If the Professor can have typos; surely i can – dking this from my antiuated phone and auto text bots wacko.
Leej, what about when Squeekers here called northern Jews stupid? An across the board condemnation, yet she calls for Honor. I suppose she sees nothing at all wrong in her broad brush condemnation, we shall see her spin shortly.
There is nothing criminal about what the pres has done. The right and some of the left do not approve of all he has done, I don’t, many on the ‘left” here has said the same thing but that gets lost in the name calling and to go to the earlier posts you wrote about Muslims, and the refusal to see past the group and what is actually being said and written.
Obviously a grand jury found there was in Perry’s case. So there is a there there.
leejcaroll – remember there is no defense with a grand jury. Only the prosecutor puts forward their case. A decent prosecutor can get a ham sandwich indicted by the grand jury if they are half trying.
@leecarroll
If this was Obama being charged for abuse of power, the same people who are cheering for a Perry Perp Walk, would be hollering to high heaven about the criminalization of politics.
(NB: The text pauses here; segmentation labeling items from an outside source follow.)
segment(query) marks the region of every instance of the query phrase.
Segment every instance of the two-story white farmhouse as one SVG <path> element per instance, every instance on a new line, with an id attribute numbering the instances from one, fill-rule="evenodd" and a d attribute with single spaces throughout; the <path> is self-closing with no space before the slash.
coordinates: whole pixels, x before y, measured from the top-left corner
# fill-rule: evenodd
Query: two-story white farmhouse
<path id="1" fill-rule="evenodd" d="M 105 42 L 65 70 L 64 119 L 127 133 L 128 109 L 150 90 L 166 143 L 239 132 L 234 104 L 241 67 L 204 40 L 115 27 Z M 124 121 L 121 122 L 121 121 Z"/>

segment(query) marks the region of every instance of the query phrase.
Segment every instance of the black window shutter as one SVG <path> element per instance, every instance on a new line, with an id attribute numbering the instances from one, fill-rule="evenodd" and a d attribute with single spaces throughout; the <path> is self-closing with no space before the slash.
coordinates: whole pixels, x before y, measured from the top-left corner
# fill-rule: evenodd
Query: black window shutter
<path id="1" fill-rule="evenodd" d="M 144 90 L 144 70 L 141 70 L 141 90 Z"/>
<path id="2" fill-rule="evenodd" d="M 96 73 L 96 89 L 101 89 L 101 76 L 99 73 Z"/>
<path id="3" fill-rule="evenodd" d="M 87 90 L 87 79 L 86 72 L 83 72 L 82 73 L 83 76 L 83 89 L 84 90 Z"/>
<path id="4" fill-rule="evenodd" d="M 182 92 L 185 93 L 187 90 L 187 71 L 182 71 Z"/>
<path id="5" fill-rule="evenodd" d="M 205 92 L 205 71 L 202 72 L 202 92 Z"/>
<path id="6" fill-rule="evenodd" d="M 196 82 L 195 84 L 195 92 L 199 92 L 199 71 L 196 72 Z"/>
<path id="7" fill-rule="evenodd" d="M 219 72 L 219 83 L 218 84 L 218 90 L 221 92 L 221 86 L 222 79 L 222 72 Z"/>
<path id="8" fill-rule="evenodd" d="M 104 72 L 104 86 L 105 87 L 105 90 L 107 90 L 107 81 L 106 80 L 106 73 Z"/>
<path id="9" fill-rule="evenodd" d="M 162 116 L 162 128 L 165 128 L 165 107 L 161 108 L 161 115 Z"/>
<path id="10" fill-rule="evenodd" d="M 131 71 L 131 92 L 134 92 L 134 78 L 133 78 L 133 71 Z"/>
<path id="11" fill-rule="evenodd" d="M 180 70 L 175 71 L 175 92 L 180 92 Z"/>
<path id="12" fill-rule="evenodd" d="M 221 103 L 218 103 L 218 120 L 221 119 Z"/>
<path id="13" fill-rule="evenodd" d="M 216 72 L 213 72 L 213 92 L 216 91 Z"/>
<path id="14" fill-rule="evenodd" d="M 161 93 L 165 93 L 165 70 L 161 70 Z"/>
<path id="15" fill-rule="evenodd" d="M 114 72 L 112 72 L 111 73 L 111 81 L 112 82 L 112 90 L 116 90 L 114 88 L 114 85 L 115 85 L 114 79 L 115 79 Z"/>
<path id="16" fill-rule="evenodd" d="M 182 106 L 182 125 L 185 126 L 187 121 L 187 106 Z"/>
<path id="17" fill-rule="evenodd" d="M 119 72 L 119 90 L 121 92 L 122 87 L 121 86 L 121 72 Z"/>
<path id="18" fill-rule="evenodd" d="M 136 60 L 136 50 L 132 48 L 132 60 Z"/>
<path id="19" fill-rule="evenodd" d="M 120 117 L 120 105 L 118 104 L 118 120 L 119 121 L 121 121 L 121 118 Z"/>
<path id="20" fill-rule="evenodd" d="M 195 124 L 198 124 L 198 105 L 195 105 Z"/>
That is why I say the things I do. It is wrong to use that power against Perry and it would be wrong to use it against Obama for similar situations.
Squeeky Fromm
Girl Reporter
Squeeky I don’t see if from the non rights, at least in this thread. In fact I and I believe someone else said yes I believe it is the right thing even if it was a dem gov.
To me when you say the dems miss the point that is a problem You cannot have debate when one side (and this happens on both for sure) cannot see past their own viewpoint and therefore the other side is wrong completely, misses the point, etc.
Debate requires at least a modicum of willingness to see the point of the other guy.
I’m amazed anyone could doubt that Lehmberg was seriously intoxicated. In one video she fails a basic sobriety test, proving unable to track a flashlight with her eyes despite repeated attempts. Later she is seen kicking at the door of her detention room, eventually prompting the police to strap her down. She belligerently tells the officers they’re in trouble because her friend the sheriff will take her side. All this stuff is on YouTube; it’s not hard to find. Lehmberg later issued an apology for her conduct and pleaded guilty to DWI. The severity of her sentence reflects her very high blood alcohol content, almost four times the legal limit.
@John Oliver (@OurCivics)
Right!
Safelibraries,
So that’s what happens when you draw a red line with meaning.